Identifying spatio-temporal pattern of electric vehicles involved traffic accidents

Abstract

The increasing popularity of electric vehicles (EVs) has given rise to concerns regarding emerging safety challenges. To address this, an enhanced spatio-temporal kernel density estimation (STKDE) method is developed, which leverages GIS technologies to analyze the temporal evolution of EV accidents across different locations. Our approach introduces several innovations: (1) The incorporation of network distance to address overestimation associated with the conventional Euclidean distance; (2) Integration of a Severity Index (SI) to rationalize accident weighting; (3) Utilization of a likelihood cross-validation method to determine optimal bandwidths for simplified computation.
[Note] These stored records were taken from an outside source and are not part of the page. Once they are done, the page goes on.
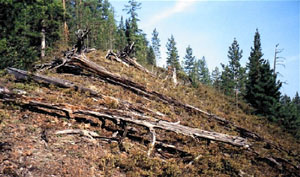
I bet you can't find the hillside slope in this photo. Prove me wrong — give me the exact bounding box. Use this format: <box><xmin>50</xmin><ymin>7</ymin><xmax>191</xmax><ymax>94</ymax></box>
<box><xmin>0</xmin><ymin>51</ymin><xmax>300</xmax><ymax>176</ymax></box>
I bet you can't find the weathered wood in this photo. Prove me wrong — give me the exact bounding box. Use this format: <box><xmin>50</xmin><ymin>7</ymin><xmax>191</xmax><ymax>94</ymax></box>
<box><xmin>6</xmin><ymin>68</ymin><xmax>100</xmax><ymax>96</ymax></box>
<box><xmin>0</xmin><ymin>88</ymin><xmax>251</xmax><ymax>148</ymax></box>
<box><xmin>56</xmin><ymin>55</ymin><xmax>262</xmax><ymax>140</ymax></box>
<box><xmin>105</xmin><ymin>43</ymin><xmax>154</xmax><ymax>76</ymax></box>
<box><xmin>0</xmin><ymin>86</ymin><xmax>299</xmax><ymax>175</ymax></box>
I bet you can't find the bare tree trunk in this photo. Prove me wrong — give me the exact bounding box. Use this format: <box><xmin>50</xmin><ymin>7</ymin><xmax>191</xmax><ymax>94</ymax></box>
<box><xmin>41</xmin><ymin>26</ymin><xmax>46</xmax><ymax>58</ymax></box>
<box><xmin>172</xmin><ymin>68</ymin><xmax>177</xmax><ymax>86</ymax></box>
<box><xmin>62</xmin><ymin>0</ymin><xmax>69</xmax><ymax>42</ymax></box>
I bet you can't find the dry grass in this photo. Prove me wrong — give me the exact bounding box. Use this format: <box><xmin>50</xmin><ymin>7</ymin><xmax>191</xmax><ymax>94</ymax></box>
<box><xmin>0</xmin><ymin>51</ymin><xmax>300</xmax><ymax>176</ymax></box>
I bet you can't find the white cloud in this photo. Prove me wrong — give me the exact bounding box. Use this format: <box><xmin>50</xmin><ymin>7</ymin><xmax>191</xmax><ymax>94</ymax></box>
<box><xmin>147</xmin><ymin>0</ymin><xmax>196</xmax><ymax>27</ymax></box>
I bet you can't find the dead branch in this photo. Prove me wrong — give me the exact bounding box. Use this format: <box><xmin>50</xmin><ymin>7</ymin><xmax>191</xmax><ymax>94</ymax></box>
<box><xmin>6</xmin><ymin>68</ymin><xmax>100</xmax><ymax>96</ymax></box>
<box><xmin>55</xmin><ymin>129</ymin><xmax>101</xmax><ymax>139</ymax></box>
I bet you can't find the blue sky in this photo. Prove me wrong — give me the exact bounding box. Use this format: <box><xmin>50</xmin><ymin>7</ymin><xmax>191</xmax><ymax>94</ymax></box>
<box><xmin>110</xmin><ymin>0</ymin><xmax>300</xmax><ymax>97</ymax></box>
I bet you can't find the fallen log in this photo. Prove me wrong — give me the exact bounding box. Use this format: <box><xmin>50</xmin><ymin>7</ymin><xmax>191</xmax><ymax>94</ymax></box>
<box><xmin>6</xmin><ymin>68</ymin><xmax>165</xmax><ymax>117</ymax></box>
<box><xmin>0</xmin><ymin>87</ymin><xmax>299</xmax><ymax>174</ymax></box>
<box><xmin>0</xmin><ymin>88</ymin><xmax>251</xmax><ymax>148</ymax></box>
<box><xmin>6</xmin><ymin>68</ymin><xmax>100</xmax><ymax>96</ymax></box>
<box><xmin>59</xmin><ymin>55</ymin><xmax>262</xmax><ymax>140</ymax></box>
<box><xmin>105</xmin><ymin>43</ymin><xmax>154</xmax><ymax>76</ymax></box>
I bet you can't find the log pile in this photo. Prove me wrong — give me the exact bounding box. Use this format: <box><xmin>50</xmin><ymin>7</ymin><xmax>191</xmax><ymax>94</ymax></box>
<box><xmin>0</xmin><ymin>30</ymin><xmax>299</xmax><ymax>174</ymax></box>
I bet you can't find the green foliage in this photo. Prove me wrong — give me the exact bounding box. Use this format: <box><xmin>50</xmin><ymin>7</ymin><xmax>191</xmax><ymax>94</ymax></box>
<box><xmin>151</xmin><ymin>28</ymin><xmax>160</xmax><ymax>65</ymax></box>
<box><xmin>245</xmin><ymin>30</ymin><xmax>281</xmax><ymax>120</ymax></box>
<box><xmin>195</xmin><ymin>57</ymin><xmax>211</xmax><ymax>85</ymax></box>
<box><xmin>279</xmin><ymin>92</ymin><xmax>300</xmax><ymax>138</ymax></box>
<box><xmin>147</xmin><ymin>46</ymin><xmax>156</xmax><ymax>66</ymax></box>
<box><xmin>0</xmin><ymin>0</ymin><xmax>63</xmax><ymax>69</ymax></box>
<box><xmin>183</xmin><ymin>46</ymin><xmax>195</xmax><ymax>77</ymax></box>
<box><xmin>67</xmin><ymin>0</ymin><xmax>120</xmax><ymax>50</ymax></box>
<box><xmin>211</xmin><ymin>66</ymin><xmax>221</xmax><ymax>90</ymax></box>
<box><xmin>116</xmin><ymin>16</ymin><xmax>127</xmax><ymax>51</ymax></box>
<box><xmin>166</xmin><ymin>35</ymin><xmax>181</xmax><ymax>71</ymax></box>
<box><xmin>221</xmin><ymin>38</ymin><xmax>246</xmax><ymax>96</ymax></box>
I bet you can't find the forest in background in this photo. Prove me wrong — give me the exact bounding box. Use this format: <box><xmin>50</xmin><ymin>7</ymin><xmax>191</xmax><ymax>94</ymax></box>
<box><xmin>0</xmin><ymin>0</ymin><xmax>300</xmax><ymax>138</ymax></box>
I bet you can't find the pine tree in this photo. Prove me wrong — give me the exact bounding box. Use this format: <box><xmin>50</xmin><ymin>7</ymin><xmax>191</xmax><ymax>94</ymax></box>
<box><xmin>279</xmin><ymin>95</ymin><xmax>300</xmax><ymax>138</ymax></box>
<box><xmin>151</xmin><ymin>28</ymin><xmax>160</xmax><ymax>65</ymax></box>
<box><xmin>0</xmin><ymin>0</ymin><xmax>63</xmax><ymax>69</ymax></box>
<box><xmin>220</xmin><ymin>63</ymin><xmax>234</xmax><ymax>96</ymax></box>
<box><xmin>211</xmin><ymin>67</ymin><xmax>221</xmax><ymax>91</ymax></box>
<box><xmin>116</xmin><ymin>16</ymin><xmax>127</xmax><ymax>51</ymax></box>
<box><xmin>245</xmin><ymin>30</ymin><xmax>281</xmax><ymax>120</ymax></box>
<box><xmin>183</xmin><ymin>46</ymin><xmax>195</xmax><ymax>77</ymax></box>
<box><xmin>222</xmin><ymin>38</ymin><xmax>246</xmax><ymax>97</ymax></box>
<box><xmin>166</xmin><ymin>35</ymin><xmax>181</xmax><ymax>71</ymax></box>
<box><xmin>147</xmin><ymin>46</ymin><xmax>156</xmax><ymax>66</ymax></box>
<box><xmin>196</xmin><ymin>57</ymin><xmax>211</xmax><ymax>85</ymax></box>
<box><xmin>293</xmin><ymin>92</ymin><xmax>300</xmax><ymax>111</ymax></box>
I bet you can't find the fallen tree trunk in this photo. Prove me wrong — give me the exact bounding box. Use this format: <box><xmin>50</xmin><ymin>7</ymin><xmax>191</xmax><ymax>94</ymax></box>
<box><xmin>0</xmin><ymin>88</ymin><xmax>251</xmax><ymax>147</ymax></box>
<box><xmin>105</xmin><ymin>47</ymin><xmax>154</xmax><ymax>76</ymax></box>
<box><xmin>0</xmin><ymin>86</ymin><xmax>299</xmax><ymax>175</ymax></box>
<box><xmin>6</xmin><ymin>68</ymin><xmax>100</xmax><ymax>96</ymax></box>
<box><xmin>62</xmin><ymin>56</ymin><xmax>262</xmax><ymax>140</ymax></box>
<box><xmin>6</xmin><ymin>68</ymin><xmax>165</xmax><ymax>117</ymax></box>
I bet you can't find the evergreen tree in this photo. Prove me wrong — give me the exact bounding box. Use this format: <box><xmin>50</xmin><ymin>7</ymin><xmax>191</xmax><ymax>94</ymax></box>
<box><xmin>221</xmin><ymin>63</ymin><xmax>234</xmax><ymax>96</ymax></box>
<box><xmin>195</xmin><ymin>57</ymin><xmax>211</xmax><ymax>85</ymax></box>
<box><xmin>279</xmin><ymin>95</ymin><xmax>300</xmax><ymax>138</ymax></box>
<box><xmin>222</xmin><ymin>38</ymin><xmax>246</xmax><ymax>96</ymax></box>
<box><xmin>151</xmin><ymin>28</ymin><xmax>160</xmax><ymax>65</ymax></box>
<box><xmin>245</xmin><ymin>30</ymin><xmax>281</xmax><ymax>120</ymax></box>
<box><xmin>124</xmin><ymin>0</ymin><xmax>148</xmax><ymax>64</ymax></box>
<box><xmin>66</xmin><ymin>0</ymin><xmax>118</xmax><ymax>50</ymax></box>
<box><xmin>0</xmin><ymin>0</ymin><xmax>63</xmax><ymax>69</ymax></box>
<box><xmin>183</xmin><ymin>46</ymin><xmax>195</xmax><ymax>77</ymax></box>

Additionally, statistical significance tests and a ranking system based on cluster strength are implemented to enhance the accuracy and stability of hotspot identification compared to the traditional kernel density estimation (KDE) method. Empirical analyses reveal spatial trends, indicating a higher likelihood of EV accidents occurring near city administrative centers and along arterial roads. Temporally, our findings show increased daytime hotspot density with distinct morning and evening peaks compared to nighttime. Furthermore, a total of 209 hazardous locations, containing 907 accidents, representing 23.4% of all accidents are filtered. Our improved STKDE approach demonstrates a mean hit rate of 0.553 and a PAI of 5.573, which are 3.5% and 27.5% higher, respectively, than those achieved with SKDEKDE. These insights can assist transportation agencies in implementing targeted interventions and resource allocation strategies.